Moyen Âge. Comme la Rioja, les terres de Navarre abritent une forte concentration de monastères. À partir du XIIIe siècle, le gothique pénètre en Espagne par la Navarre et s'exprime dans l'architecture religieuse, mais aussi dans la peinture et la sculpture.
Le Musée diocésain de la Cathédrale de Pampelune englobe plusieurs périodes. La sculpture de Sainte Marie la Royale et le Christ Crucifié de Juan de Ancheta sont de style roman. Le gothique français est représenté par les reliquaires du Saint Sépulcre et du Lignum Crucis, ayant appartenu à la Couronne de Navarre.
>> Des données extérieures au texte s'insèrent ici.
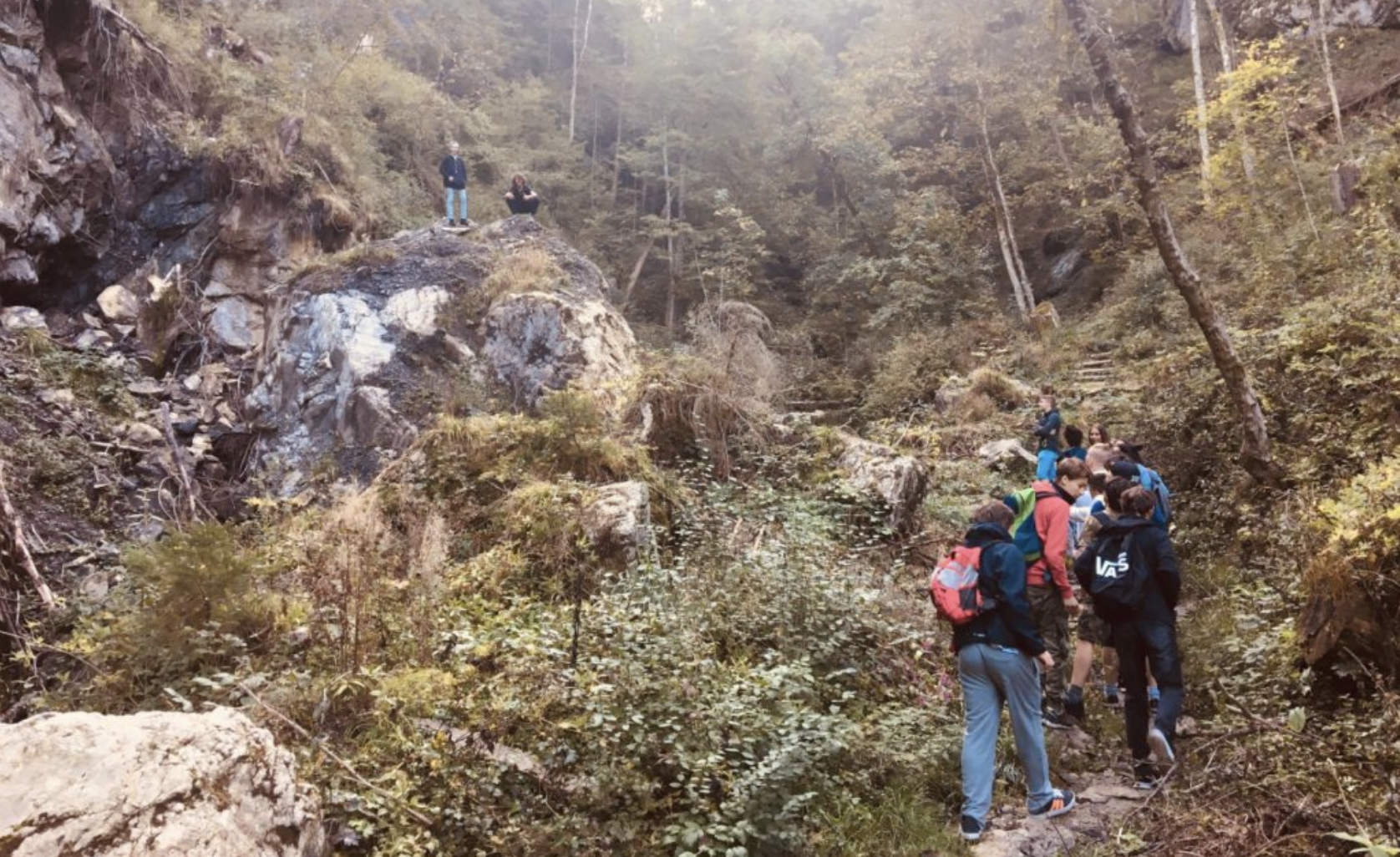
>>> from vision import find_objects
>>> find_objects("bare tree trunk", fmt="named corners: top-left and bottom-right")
top-left (611, 42), bottom-right (627, 209)
top-left (1205, 0), bottom-right (1255, 181)
top-left (1063, 0), bottom-right (1284, 484)
top-left (661, 118), bottom-right (677, 332)
top-left (1186, 0), bottom-right (1211, 199)
top-left (977, 81), bottom-right (1036, 317)
top-left (0, 461), bottom-right (58, 610)
top-left (621, 236), bottom-right (657, 307)
top-left (568, 0), bottom-right (594, 143)
top-left (1278, 108), bottom-right (1321, 241)
top-left (1317, 0), bottom-right (1347, 145)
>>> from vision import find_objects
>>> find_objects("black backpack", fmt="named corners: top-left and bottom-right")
top-left (1089, 530), bottom-right (1151, 621)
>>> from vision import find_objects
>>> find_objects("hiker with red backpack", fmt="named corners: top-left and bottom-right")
top-left (1073, 480), bottom-right (1186, 789)
top-left (1007, 458), bottom-right (1089, 729)
top-left (930, 503), bottom-right (1075, 842)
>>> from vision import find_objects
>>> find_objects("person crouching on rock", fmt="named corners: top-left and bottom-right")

Aux précieux objets de culte, s’ajoutent de splendides peintures dont la planche de Peralta, signée Van Dyck, des retables (retable de las Navas, style flamand du XVe siècle) et sculptures.
Dans un cadre champêtre, la légende rencontre l’histoire dans la collection d’art sacré du Musée de Roncevaux. Parmi ses sculptures et ses toiles du roman au gothique mudéjar, citons le Triptyque du Calvaire, de l'école de Bosch, et la Sainte Famille de saint Juanito, signée Luis de Morales.
Le Musée de Tudela regroupe des pièces d’art sacré issues de différentes églises de la ville. Sa collection couvre un large éventail de styles : retables Renaissance, toiles baroques, dont celles de Vicente Berdusán, huiles sur bois comme Le Dernier Jugement attribué à Bosch. La cathédrale abrite également ses chefs-d’œuvre. Le style roman est représenté par une Vierge Blanche en pierre, le gothique par trois retables, la Renaissance par les stalles du chœur signées Esteban de Obray et le baroque par la chapelle Santa Ana et Espíritu Santo
Véritable pont entre le passé et le présent, le Musée de Navarre combine archéologie et beaux-arts. Le site de Leire a livré des mosaïques romaines, dont une représentation du Triomphe de Bacchus. L’art médiéval est évoqué par des chapiteaux romans et des sculptures gothiques. Se retrouvent aussi les artistes contemporains navarrais Julio Martín Caro, Jorge Oteiza, Mariano Royo, Pedro Salaberri, Juan José Aquerreta ou encore Pedro Manterola.
Récemment. Dans les environs de Pampelune, le Musée Oteiza abrite la collection de Jorge Oteiza, sculpteur essentiel du XXe siècle. Sa maison-atelier dessinée par un architecte navarrais contient 1 650 sculptures ainsi qu’un large éventail de dessins et collages. Maintes fois primé, Oteiza entendait évider les formes à travers ses expérimentations esthétiques. Signalons ses Apôtres qui ornent la Basilique d'Arantzazu.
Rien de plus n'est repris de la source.